Unicode has a range of code points dedicated to the sound referred to as heh. Some of the code points are separate because they produce different glyphs in positional forms than others; sometimes the difference is semantic. For want of guidelines, and due to historical technological complications, Sindhi users tend to make use of code points in creative ways, typically employing any code point that produces the glyph form they expect to see in a given context.

The inconsistencies produced by this approach hamper search and other machine-based algorithms that deal with the text.

Recently Unicode committees have been considering recommendations for consistent usage which are described in the section heh.

Canonically equivalent encodings

Two letters can be represented as an atomic character (the norm), or as a sequence of base letter plus combining mark. The parts are separated in Unicode Normalisation Form D (NFD), and recomposed in Unicode Normalisation Form C (NFC), so both approaches should be treated as canonically equivalent.

Atomic (recommended) Decomposed ( NOT recommended )
آ 0627 0653
ئ 064A 0654

Normally, text will use the atomic form, and this is generally recommended by the Unicode Standard.

Confusables & spelling errors

This table lists characters that are often mistakenly used because they look the same as or similar to the code points used for Sindhi, or perhaps because the correct character is not available on the user's keyboard.

Incorrect Correct Notes
06CC 064A The Farsi YEH drops the dots below in isolate and final positions.

Codepoint sequences

Combining marks always follow the base character.

Numbers

Digits

Sindhi uses the set of native digits in the Unicode Arabic block known as Eastern Arabic-Indic digits.

۰␣۱␣۲␣۳␣۴␣۵␣۶␣۷␣۸␣۹

The glyph shapes are typically different for 3 of the digits (although not always the same 3 digits) in Persian, Urdu and Sindhi.

Arabic٠١٢٣٤٥٦٧٨٩
Persian۰۱۲۳۴۵۶۷۸۹
Urdu۰۱۲۳۴۵۶۷۸۹
Sindi۰۱۲۳۴۵۶۷۸۹
Arabic-indic numerals, as used in Arabic, Persian, Urdu and Sindhi language text.

Text direction

Arabic script text is written horizontally and right-to-left in the main but, as in most right-to-left scripts, numbers and embedded text in other scripts are written left-to-right (producing 'bidirectional' text).

العاشر ليونيكود (Unicode Conference)،الذي سيعقد في 10-12 آذار 1997 مبدينة
Arabic words are read right-to-left, starting from the right of this line, but numbers and Latin text (highlighted) are read left-to-right.

The Unicode Bidirectional Algorithm automatically takes care of the ordering for all the text in fig_bidi, as long as the 'base direction' is set to RTL. In HTML this can be set using the dir attribute, or in plain text using formatting controls.

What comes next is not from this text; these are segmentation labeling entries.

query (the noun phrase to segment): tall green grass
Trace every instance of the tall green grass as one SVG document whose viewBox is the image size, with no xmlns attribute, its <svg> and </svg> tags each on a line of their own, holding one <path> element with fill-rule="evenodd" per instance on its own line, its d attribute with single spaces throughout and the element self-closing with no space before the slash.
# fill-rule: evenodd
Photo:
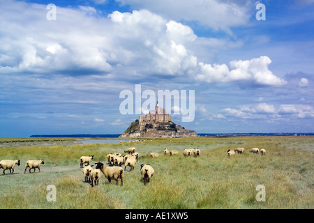
<svg viewBox="0 0 314 223">
<path fill-rule="evenodd" d="M 15 174 L 0 175 L 0 208 L 313 208 L 313 137 L 183 138 L 116 144 L 0 148 L 0 159 L 20 159 Z M 124 153 L 135 146 L 140 160 L 124 172 L 124 186 L 102 176 L 98 185 L 83 183 L 82 155 L 94 155 L 107 163 L 108 153 Z M 164 148 L 179 154 L 164 156 Z M 185 157 L 185 148 L 197 147 L 200 157 Z M 227 156 L 244 147 L 244 154 Z M 267 155 L 249 153 L 264 148 Z M 160 153 L 158 158 L 149 153 Z M 24 174 L 29 159 L 44 159 L 40 173 Z M 155 175 L 146 186 L 140 166 L 150 164 Z M 124 167 L 122 167 L 124 168 Z M 128 170 L 129 169 L 127 168 Z M 0 172 L 2 174 L 1 172 Z M 57 201 L 46 200 L 48 185 Z M 266 201 L 258 202 L 256 187 L 264 185 Z"/>
</svg>

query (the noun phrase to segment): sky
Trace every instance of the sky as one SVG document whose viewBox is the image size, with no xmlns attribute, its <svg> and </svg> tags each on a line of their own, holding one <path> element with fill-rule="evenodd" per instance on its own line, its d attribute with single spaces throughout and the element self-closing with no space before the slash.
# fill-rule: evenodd
<svg viewBox="0 0 314 223">
<path fill-rule="evenodd" d="M 0 0 L 0 137 L 121 133 L 139 116 L 135 85 L 195 91 L 194 118 L 170 115 L 197 133 L 314 132 L 313 11 L 313 0 Z"/>
</svg>

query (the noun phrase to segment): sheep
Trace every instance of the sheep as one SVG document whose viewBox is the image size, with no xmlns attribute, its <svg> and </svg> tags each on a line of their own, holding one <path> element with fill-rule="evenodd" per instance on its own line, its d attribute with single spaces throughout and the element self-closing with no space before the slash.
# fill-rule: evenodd
<svg viewBox="0 0 314 223">
<path fill-rule="evenodd" d="M 261 148 L 260 149 L 260 154 L 262 155 L 265 155 L 266 154 L 266 150 L 264 148 Z"/>
<path fill-rule="evenodd" d="M 237 152 L 238 154 L 241 154 L 244 153 L 245 149 L 244 148 L 237 148 L 236 149 L 234 149 L 234 152 Z"/>
<path fill-rule="evenodd" d="M 130 167 L 130 171 L 132 169 L 134 169 L 134 167 L 135 166 L 136 163 L 136 157 L 132 156 L 130 157 L 128 157 L 126 159 L 126 161 L 124 164 L 124 170 L 126 170 L 126 167 Z"/>
<path fill-rule="evenodd" d="M 193 153 L 193 150 L 191 148 L 186 148 L 184 151 L 184 156 L 191 156 Z"/>
<path fill-rule="evenodd" d="M 89 155 L 89 156 L 82 156 L 80 158 L 80 160 L 81 161 L 80 162 L 80 166 L 81 168 L 83 168 L 83 164 L 84 163 L 87 163 L 88 165 L 89 165 L 89 162 L 91 161 L 91 160 L 93 160 L 94 155 Z"/>
<path fill-rule="evenodd" d="M 159 154 L 156 153 L 151 153 L 151 154 L 149 154 L 149 156 L 152 158 L 156 158 L 159 157 Z"/>
<path fill-rule="evenodd" d="M 44 160 L 28 160 L 26 162 L 25 164 L 25 171 L 24 171 L 24 174 L 25 174 L 25 172 L 28 167 L 29 167 L 29 174 L 31 174 L 31 169 L 33 169 L 33 173 L 35 173 L 36 169 L 38 168 L 39 172 L 40 172 L 40 164 L 44 164 Z"/>
<path fill-rule="evenodd" d="M 177 151 L 171 151 L 170 153 L 170 155 L 174 155 L 176 154 L 179 154 L 179 152 Z"/>
<path fill-rule="evenodd" d="M 0 169 L 2 168 L 3 169 L 3 175 L 6 175 L 4 171 L 6 169 L 10 170 L 10 174 L 13 174 L 14 167 L 15 167 L 16 164 L 17 164 L 17 166 L 20 166 L 20 160 L 4 160 L 0 161 Z M 11 173 L 11 169 L 12 169 L 12 173 Z"/>
<path fill-rule="evenodd" d="M 116 155 L 114 158 L 114 166 L 121 167 L 124 163 L 124 157 Z"/>
<path fill-rule="evenodd" d="M 118 185 L 118 181 L 121 179 L 121 185 L 124 185 L 124 169 L 120 167 L 106 167 L 103 163 L 95 163 L 96 169 L 99 169 L 103 172 L 103 175 L 108 179 L 109 183 L 111 180 L 114 180 Z"/>
<path fill-rule="evenodd" d="M 132 154 L 135 153 L 135 147 L 130 147 L 129 148 L 127 148 L 124 151 L 124 153 L 128 153 L 129 154 Z"/>
<path fill-rule="evenodd" d="M 91 178 L 91 185 L 94 187 L 94 185 L 97 185 L 99 183 L 99 178 L 100 177 L 100 171 L 96 169 L 91 169 L 88 170 L 89 176 Z"/>
<path fill-rule="evenodd" d="M 252 148 L 250 153 L 258 154 L 258 148 Z"/>
<path fill-rule="evenodd" d="M 227 153 L 229 157 L 231 157 L 232 155 L 234 155 L 234 151 L 232 151 L 232 150 L 228 150 L 227 151 Z"/>
<path fill-rule="evenodd" d="M 85 181 L 84 182 L 90 182 L 91 178 L 89 176 L 89 170 L 91 170 L 93 169 L 93 168 L 91 168 L 91 167 L 94 167 L 94 165 L 86 165 L 85 167 L 83 168 L 83 174 L 84 176 L 85 177 Z"/>
<path fill-rule="evenodd" d="M 141 164 L 141 174 L 143 177 L 144 185 L 149 182 L 155 171 L 150 164 Z"/>
<path fill-rule="evenodd" d="M 194 148 L 192 151 L 194 153 L 194 157 L 197 157 L 200 156 L 200 150 L 198 148 Z"/>
</svg>

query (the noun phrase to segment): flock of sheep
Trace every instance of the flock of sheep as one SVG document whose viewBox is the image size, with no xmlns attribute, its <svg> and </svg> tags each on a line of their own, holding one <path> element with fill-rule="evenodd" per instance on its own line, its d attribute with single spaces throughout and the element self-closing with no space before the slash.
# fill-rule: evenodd
<svg viewBox="0 0 314 223">
<path fill-rule="evenodd" d="M 229 157 L 231 157 L 232 155 L 234 155 L 236 152 L 238 153 L 238 154 L 241 154 L 244 153 L 245 148 L 237 148 L 234 151 L 232 150 L 228 150 L 227 151 L 227 154 Z M 258 154 L 258 152 L 260 151 L 260 149 L 258 148 L 252 148 L 252 149 L 250 151 L 250 153 Z M 260 154 L 265 155 L 266 154 L 266 150 L 264 148 L 260 149 Z"/>
<path fill-rule="evenodd" d="M 124 179 L 124 169 L 121 166 L 124 164 L 124 170 L 126 170 L 127 167 L 130 167 L 130 171 L 134 170 L 136 162 L 138 161 L 139 153 L 135 152 L 135 147 L 130 147 L 124 151 L 124 153 L 128 153 L 126 155 L 121 155 L 121 153 L 109 153 L 107 155 L 107 164 L 106 167 L 103 163 L 96 162 L 95 163 L 95 169 L 93 169 L 94 165 L 90 165 L 89 163 L 93 160 L 94 155 L 89 156 L 82 156 L 80 158 L 80 167 L 83 168 L 82 172 L 84 177 L 84 182 L 91 183 L 91 186 L 94 187 L 99 183 L 99 178 L 100 177 L 100 171 L 103 174 L 105 178 L 108 180 L 109 183 L 111 183 L 112 180 L 116 181 L 116 184 L 118 185 L 118 182 L 121 180 L 121 185 L 123 185 Z M 234 150 L 228 150 L 227 153 L 227 156 L 231 157 L 235 154 L 236 152 L 238 154 L 244 153 L 244 148 L 237 148 Z M 258 154 L 260 150 L 258 148 L 253 148 L 250 152 L 253 153 Z M 260 153 L 262 155 L 266 154 L 266 150 L 264 148 L 260 149 Z M 179 154 L 179 151 L 172 150 L 169 151 L 165 148 L 163 151 L 164 155 L 174 155 Z M 183 155 L 185 157 L 194 156 L 197 157 L 200 155 L 200 150 L 197 148 L 185 149 L 183 151 Z M 151 157 L 158 157 L 159 154 L 156 153 L 150 153 L 149 156 Z M 36 169 L 38 168 L 39 172 L 40 171 L 40 164 L 44 164 L 43 160 L 28 160 L 25 164 L 25 170 L 24 174 L 26 173 L 27 168 L 29 168 L 29 173 L 31 173 L 31 169 L 33 169 L 33 172 L 35 172 Z M 84 167 L 84 164 L 85 167 Z M 10 170 L 10 174 L 13 174 L 14 167 L 15 165 L 20 165 L 20 160 L 1 160 L 0 161 L 0 169 L 3 169 L 3 175 L 5 175 L 5 171 L 7 169 Z M 143 179 L 144 184 L 146 185 L 149 182 L 151 178 L 154 176 L 155 171 L 153 167 L 150 164 L 142 164 L 140 165 L 140 171 L 142 177 Z"/>
</svg>

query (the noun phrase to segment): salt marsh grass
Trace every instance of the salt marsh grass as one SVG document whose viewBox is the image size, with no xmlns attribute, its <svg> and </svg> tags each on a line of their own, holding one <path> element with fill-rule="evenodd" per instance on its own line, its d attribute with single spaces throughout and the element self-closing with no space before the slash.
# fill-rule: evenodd
<svg viewBox="0 0 314 223">
<path fill-rule="evenodd" d="M 313 137 L 251 137 L 0 148 L 0 160 L 21 160 L 14 174 L 0 171 L 0 208 L 313 208 Z M 96 187 L 83 183 L 80 156 L 94 155 L 92 164 L 107 164 L 108 153 L 124 154 L 131 146 L 140 160 L 125 171 L 123 187 L 103 175 Z M 195 147 L 200 157 L 184 157 L 184 149 Z M 227 156 L 237 147 L 245 153 Z M 253 147 L 267 155 L 249 153 Z M 164 156 L 165 148 L 179 154 Z M 151 158 L 151 152 L 160 157 Z M 23 174 L 30 159 L 45 160 L 40 173 Z M 155 169 L 146 186 L 142 163 Z M 56 202 L 46 199 L 48 185 L 56 186 Z M 266 188 L 264 202 L 255 199 L 259 185 Z"/>
</svg>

If the base direction is not set appropriately, the directional runs will be ordered incorrectly as shown in fig_bidi_no_base_direction, making it very difficult to get the meaning.

في XHMTL 1.0 يتم تحقيق ذلك بإضافة العنصر المضمن bdo.
في XHMTL 1.0 يتم تحقيق ذلك بإضافة العنصر المضمن bdo.
The exact same sequence of characters with the base direction set to RTL (top), and with no base direction set on this LTR page (bottom). Certain items are highlighted to help track their position.

Show default bidi_class properties for characters in the Sindhi language.

For other aspects of dealing with right-to-left writing systems see the following sections:

For more information about how directionality and base direction work, see Unicode Bidirectional Algorithm basics. For information about plain text formatting characters see How to use Unicode controls for bidi text. And for working with markup in HTML, see Creating HTML Pages in Arabic, Hebrew and Other Right-to-left Scripts.

For authoring HTML pages, one of the most important things to remember is to use <html dir="rtl" … > at the top of the page. Also, use markup to manage direction, and do not use CSS styling.

Managing text direction

Unicode provides a set of 10 formatting characters that can be used to control the direction of text when displayed. These characters have no visual form in the rendered text, however text editing applications may have a way to show their location.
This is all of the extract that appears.